Originally from North Carolina, Randy Henderson has been a resident of Fort Myers since 1980, when he married Virginia Corbin (daughter of former Fort Myers Mayor Oscar Corbin), whom he had met in college. He began his career in banking before becoming president of Corbin Henderson Company — an investment real estate firm — six years later, a position he still holds.
His career in politics began in 2000 when he was sworn in as City Councilman, Ward 5. Previously, he served on the City of Fort Myers Conference and Convention Council, as well as volunteered with many other civic groups including president of the Fort Myers Chamber of Commerce. He was elected Mayor of Fort Myers in 2009, and re-elected in 2013. Upon meeting, he’s a man who reflects the qualities of grace, humility, style, respect, passion and love of his community.

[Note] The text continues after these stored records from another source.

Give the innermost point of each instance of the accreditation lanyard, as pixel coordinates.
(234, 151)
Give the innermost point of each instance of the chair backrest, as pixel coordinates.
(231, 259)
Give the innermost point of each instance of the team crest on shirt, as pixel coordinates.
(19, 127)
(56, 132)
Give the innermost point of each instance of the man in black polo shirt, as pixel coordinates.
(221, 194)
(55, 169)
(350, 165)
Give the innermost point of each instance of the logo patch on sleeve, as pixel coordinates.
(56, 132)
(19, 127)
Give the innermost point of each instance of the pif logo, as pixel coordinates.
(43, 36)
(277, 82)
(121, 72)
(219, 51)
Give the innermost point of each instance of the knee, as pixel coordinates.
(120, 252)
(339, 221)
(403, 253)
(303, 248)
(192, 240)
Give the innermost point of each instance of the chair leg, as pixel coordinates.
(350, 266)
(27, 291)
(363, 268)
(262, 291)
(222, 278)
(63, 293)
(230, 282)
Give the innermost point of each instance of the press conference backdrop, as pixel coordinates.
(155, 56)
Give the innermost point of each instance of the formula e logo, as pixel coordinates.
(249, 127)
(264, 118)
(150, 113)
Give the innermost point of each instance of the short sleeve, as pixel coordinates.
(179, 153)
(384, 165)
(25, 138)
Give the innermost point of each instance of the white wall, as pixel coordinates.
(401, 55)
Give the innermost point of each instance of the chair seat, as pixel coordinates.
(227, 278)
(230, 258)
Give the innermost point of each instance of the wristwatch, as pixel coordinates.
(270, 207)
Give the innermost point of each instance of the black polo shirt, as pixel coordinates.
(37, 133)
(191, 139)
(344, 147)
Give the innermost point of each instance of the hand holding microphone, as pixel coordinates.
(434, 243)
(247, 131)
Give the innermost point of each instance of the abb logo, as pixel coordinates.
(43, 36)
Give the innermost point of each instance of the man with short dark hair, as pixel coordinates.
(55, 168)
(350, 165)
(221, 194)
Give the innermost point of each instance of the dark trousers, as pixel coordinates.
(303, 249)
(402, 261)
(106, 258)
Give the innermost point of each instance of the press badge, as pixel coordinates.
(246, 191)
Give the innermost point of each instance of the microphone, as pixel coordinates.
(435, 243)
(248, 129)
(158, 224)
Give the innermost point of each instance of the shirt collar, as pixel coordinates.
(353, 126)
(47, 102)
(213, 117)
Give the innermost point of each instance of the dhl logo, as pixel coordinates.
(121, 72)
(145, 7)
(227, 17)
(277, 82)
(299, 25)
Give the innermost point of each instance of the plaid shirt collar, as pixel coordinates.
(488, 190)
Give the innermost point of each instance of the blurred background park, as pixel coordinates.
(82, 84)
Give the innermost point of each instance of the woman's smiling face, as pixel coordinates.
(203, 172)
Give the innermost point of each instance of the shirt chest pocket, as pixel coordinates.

Each issue, “Take Five” poses five questions to a community leader or personality that have not previously been shared. Here, Mayor Henderson addresses the vital Southwest Florida issues of water quality, economic development, quality of life and his own plans for the future.
- An obvious question, but a timely one: just how vital is the issue of water quality here in Southwest Florida?
The events of this past January, where we received more than 12 inches of rain, created a situation of water releases from Lake Okeechobee and other runoff that hasn’t been experienced in decades. It demonstrated how vulnerable and ill prepared we are for this. The human reaction to the brown, ugly water was all negative, tourists and residents alike. Poor water quality is a threat to our economy and a threat to our quality of life, simple as that.
- How satisfying was it to see a coalition of our region’s mayors take a stance and take our story to Washington, D.C.?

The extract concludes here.